Monday, February 26, 2007

Red Carpet

As something of a film fancier and enjoyer of nice dresses, the Oscars is something that I get excited about, although always seem to forget to book time off work in order to be able to stay up and watch it. However, seeing as it overruns by a lot and gets a bit boring, that's probably a good thing as I can still enjoy it without having to sit through it. I've just been reading through a post via my favourite website Go Fug Yourself here (scroll down for Fugging the Oscars), which is a blow-by-blow account that made me laugh quite a lot. Essentially: Helen Mirren and Forest Whittaker won. Big surprise. Alan Arkin won, which is good as Little Miss Sunshine was genius, although I loved Mark Wahlberg so much in The Departed that I was secretly holding out for him. Martin Scorsese and Thelma Schoonmaker (my favourite editor) both won for The Departed which also won best film. Although there were better films, I'm just really glad it won over Babel and The Queen. I haven't seen either of those for a reason. The fact that Babel was by the same guy who did 21 Grams didn't encourage me to see it as that was one of those films, like Mystic River, that I felt I was supposed to like because it was very serious and important but came out of feeling very let down. I also read a review of Babel that said that if the same idea had been done with a more positive feel, it would have been ridiculously naive, but as it was a depressing subject matter, we're supposed to take it seriously, which is pretty much my feeling about 21 Grams and confirmed my prejudice. And I know I should probably see The Queen and get my ideas changed about her but I don't want to. She's just a woman with a crappy job who's pretty much out of touch with modern Britain for all of her hand-shaking and hospital visiting. I feel sorry for her but I'm not interested enough to spend two hours in her company.

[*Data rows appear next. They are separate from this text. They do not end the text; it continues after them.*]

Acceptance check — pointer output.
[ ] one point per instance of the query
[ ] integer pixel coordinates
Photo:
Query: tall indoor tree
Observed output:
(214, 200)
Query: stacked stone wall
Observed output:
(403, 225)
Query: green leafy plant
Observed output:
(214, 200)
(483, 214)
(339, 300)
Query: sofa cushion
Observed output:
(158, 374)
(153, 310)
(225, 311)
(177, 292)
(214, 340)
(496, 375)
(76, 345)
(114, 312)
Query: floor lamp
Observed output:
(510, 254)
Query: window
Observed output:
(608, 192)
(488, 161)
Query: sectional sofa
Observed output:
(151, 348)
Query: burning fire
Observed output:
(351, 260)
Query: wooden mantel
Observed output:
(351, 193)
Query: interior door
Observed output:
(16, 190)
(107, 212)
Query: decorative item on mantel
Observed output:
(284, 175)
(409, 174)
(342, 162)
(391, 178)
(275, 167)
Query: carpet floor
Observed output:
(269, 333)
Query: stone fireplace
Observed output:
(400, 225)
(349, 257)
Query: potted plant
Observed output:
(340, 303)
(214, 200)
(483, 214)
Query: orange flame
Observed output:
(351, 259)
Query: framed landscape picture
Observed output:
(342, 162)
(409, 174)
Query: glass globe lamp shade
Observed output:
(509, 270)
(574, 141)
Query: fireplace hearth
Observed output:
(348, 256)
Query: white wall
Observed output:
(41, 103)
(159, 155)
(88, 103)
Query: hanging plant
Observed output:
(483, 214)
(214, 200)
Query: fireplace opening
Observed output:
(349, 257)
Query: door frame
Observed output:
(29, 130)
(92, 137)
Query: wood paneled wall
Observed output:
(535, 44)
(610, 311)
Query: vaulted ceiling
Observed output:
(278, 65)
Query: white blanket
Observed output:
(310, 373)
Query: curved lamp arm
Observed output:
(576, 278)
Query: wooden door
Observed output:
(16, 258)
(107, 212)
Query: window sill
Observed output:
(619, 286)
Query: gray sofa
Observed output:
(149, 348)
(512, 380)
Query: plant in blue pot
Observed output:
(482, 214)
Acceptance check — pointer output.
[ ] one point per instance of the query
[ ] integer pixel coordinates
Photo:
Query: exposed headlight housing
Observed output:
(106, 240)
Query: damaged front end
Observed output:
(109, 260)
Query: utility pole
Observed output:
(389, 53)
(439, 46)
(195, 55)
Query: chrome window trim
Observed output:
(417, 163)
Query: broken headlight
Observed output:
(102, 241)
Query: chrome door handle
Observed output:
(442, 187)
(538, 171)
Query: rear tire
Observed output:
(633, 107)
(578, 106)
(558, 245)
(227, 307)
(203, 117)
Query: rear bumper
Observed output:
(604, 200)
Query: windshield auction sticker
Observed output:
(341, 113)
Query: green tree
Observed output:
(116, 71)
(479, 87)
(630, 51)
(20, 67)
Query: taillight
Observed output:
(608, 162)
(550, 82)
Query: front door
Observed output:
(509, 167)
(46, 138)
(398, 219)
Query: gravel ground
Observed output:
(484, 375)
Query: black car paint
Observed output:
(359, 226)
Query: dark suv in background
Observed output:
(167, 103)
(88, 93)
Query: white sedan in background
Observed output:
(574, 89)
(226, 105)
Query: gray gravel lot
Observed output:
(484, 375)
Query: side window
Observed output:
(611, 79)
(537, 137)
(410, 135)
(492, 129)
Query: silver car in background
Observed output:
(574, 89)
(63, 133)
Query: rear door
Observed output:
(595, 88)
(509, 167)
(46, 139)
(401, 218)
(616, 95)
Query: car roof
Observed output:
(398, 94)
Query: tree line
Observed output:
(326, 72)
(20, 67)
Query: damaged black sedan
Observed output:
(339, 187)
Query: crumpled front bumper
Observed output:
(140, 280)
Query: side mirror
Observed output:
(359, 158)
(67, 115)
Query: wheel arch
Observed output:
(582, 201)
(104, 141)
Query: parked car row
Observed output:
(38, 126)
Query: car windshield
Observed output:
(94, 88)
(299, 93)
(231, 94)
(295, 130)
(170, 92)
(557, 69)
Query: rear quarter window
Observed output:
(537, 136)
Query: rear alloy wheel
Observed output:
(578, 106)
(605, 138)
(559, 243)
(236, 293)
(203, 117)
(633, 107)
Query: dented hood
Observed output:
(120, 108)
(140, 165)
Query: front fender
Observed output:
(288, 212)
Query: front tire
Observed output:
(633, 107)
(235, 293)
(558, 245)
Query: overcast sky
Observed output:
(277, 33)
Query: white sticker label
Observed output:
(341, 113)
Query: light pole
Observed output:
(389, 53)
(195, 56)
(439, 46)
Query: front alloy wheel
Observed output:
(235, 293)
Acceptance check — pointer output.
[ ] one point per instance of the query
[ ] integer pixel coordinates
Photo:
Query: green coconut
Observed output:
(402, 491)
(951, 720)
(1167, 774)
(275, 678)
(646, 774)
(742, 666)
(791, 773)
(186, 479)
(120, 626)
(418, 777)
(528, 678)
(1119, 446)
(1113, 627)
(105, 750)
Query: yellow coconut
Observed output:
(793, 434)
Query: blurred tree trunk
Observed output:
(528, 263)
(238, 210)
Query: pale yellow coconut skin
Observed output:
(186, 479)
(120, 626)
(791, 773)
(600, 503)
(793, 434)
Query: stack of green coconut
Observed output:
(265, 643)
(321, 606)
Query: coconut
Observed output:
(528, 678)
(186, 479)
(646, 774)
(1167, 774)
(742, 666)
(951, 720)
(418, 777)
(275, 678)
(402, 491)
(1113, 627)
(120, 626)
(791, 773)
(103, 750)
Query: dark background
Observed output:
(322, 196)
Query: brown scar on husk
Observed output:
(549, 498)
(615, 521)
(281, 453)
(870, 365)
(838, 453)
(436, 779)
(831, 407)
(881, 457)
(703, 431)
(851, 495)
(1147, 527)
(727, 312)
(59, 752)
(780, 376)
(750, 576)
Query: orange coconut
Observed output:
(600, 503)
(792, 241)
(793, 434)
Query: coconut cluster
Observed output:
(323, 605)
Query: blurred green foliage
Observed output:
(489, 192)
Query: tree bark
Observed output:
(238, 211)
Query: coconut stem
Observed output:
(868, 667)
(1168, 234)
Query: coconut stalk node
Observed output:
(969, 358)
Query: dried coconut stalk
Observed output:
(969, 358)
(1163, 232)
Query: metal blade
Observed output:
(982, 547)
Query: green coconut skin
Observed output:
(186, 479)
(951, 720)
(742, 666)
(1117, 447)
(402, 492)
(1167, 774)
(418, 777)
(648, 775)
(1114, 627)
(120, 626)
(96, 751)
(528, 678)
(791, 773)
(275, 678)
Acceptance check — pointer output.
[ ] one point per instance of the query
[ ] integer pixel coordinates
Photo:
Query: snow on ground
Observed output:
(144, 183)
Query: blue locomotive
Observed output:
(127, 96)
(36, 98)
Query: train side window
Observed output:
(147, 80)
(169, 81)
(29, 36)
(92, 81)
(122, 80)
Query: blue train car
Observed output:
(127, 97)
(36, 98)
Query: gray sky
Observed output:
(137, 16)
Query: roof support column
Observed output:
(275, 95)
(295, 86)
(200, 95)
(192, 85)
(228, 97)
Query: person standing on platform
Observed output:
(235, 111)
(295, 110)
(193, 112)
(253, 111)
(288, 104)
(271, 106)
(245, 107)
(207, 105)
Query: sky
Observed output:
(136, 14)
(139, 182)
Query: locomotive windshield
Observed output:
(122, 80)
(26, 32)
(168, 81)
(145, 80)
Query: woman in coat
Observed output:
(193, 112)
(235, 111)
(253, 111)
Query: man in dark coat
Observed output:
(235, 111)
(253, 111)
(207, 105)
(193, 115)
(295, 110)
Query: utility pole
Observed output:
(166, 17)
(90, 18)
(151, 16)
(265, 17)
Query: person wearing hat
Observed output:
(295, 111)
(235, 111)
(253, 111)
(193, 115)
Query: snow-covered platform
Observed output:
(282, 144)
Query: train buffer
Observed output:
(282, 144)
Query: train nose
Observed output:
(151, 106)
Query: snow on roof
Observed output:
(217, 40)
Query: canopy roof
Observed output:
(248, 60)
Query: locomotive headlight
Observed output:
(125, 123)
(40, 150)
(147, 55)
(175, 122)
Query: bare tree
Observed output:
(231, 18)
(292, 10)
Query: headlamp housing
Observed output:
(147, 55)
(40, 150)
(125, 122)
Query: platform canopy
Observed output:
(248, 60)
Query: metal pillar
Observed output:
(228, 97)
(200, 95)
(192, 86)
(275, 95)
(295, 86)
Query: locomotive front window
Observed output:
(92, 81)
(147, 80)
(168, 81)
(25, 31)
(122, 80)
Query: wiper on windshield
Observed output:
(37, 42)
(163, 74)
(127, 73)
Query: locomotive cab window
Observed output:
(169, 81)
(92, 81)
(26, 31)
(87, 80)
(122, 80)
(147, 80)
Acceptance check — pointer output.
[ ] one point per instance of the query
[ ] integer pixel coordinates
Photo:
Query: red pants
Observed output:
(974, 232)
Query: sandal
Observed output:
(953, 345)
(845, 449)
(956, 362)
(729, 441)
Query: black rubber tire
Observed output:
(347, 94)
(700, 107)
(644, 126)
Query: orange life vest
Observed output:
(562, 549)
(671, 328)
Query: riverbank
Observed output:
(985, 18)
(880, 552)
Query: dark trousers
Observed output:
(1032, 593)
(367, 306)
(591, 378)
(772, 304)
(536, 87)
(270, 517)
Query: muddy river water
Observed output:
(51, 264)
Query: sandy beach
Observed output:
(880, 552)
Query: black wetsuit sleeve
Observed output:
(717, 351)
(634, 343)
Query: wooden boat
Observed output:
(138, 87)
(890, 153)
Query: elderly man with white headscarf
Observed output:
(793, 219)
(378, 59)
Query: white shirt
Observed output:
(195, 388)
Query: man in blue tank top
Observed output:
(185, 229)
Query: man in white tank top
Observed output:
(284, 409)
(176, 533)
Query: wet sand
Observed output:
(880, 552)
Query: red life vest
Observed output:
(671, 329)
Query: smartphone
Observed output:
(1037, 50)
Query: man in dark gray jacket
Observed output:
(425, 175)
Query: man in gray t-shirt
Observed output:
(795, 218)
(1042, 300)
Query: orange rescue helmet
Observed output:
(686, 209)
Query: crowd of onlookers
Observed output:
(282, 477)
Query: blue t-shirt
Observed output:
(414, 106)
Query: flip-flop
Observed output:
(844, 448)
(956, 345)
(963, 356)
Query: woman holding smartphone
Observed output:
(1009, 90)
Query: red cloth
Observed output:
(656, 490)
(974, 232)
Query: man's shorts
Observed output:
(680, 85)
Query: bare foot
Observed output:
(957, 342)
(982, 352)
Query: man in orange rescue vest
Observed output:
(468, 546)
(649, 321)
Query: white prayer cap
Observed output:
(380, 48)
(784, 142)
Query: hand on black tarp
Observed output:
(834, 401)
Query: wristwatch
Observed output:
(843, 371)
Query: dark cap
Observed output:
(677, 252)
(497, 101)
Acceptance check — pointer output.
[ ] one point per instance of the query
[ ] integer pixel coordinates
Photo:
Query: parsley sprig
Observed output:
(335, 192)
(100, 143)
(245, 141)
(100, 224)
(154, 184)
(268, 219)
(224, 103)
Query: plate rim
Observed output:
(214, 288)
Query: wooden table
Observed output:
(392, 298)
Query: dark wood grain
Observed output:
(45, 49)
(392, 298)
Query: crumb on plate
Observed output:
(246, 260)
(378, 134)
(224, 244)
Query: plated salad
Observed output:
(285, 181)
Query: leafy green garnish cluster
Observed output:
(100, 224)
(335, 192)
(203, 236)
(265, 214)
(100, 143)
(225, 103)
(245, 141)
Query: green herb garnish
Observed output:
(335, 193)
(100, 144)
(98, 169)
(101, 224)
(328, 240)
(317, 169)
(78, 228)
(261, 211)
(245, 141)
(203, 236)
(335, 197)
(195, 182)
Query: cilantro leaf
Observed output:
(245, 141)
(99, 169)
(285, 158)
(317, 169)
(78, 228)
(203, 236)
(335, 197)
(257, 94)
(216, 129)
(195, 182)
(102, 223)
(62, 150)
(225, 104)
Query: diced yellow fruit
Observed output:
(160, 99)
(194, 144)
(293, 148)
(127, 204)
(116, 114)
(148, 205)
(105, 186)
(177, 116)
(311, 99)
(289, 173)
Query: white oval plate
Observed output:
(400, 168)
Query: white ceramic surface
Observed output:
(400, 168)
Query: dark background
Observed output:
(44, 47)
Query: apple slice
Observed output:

To be honest, the awards are generally a let-down after all the hype and the speeches can be embarrassing but the outfits never let us down. Annoyingly my favourite dress of the year belonged to Reese Witherspoon. And it's dark blue, which I always feel is a back-up black at awards ceremony, i.e. dull. But unfortunately, having looked at several photos, I still love it to bits. It's gorgeous. Cate Blanchett's was much less upsettingly pleasant as it was interesting, unusual and on an actress who I respect and like, and who appears uncredited in Hot Fuzz (it is her - I've had it confirmed. I am no longer the crazy woman ranting about how I know it is her to a defiant MuleBoy. I am now the crazy woman with proof). Gwyneth, Penelope and Jessica Biel all came a cropper to unpleasant shades of pink. I liked both Eva Green and Nicole's dresses but their faces scared me. Cameron Diaz decided to wear white, which always looks bridal, and she managed to get a dress so architectural in structure that she looks like a bride from an awful 80s wedding. Or a really clean version of the Tricorn Centre. And she should stop being brunette. I thought that Helen Mirren looked great but she generally does. Kate Winslet, my favourite red carpet person, looked a bit lacklustre. Mainly because of her hair. But she wore a colour which is the most important thing. My favourite men were Robert Downey Jr, Clive Owen and James McAvoy. Eddie Murphy looks like he thinks that he's still in Dreamgirls and Djimon Hounsou, lucky bastard who got to sit next to Jack Nicholson in the front row (if I ever go to the Oscars, I want to sit there. Can you imagine getting little asides from Jack Nicholson? Also, he always genuinely looks like he's having fun), had shiny edgings to his lapels. Daniel Craig is always gorgeous but, like Eddie, seemed to forget he wasn't actually on set and had dressed Bond-appropriate. I know it's difficult to escape Bond comparisons in a tux but would refer him to Clive Owen's example. The rebel didn't wear a tie of any kind! And it still worked.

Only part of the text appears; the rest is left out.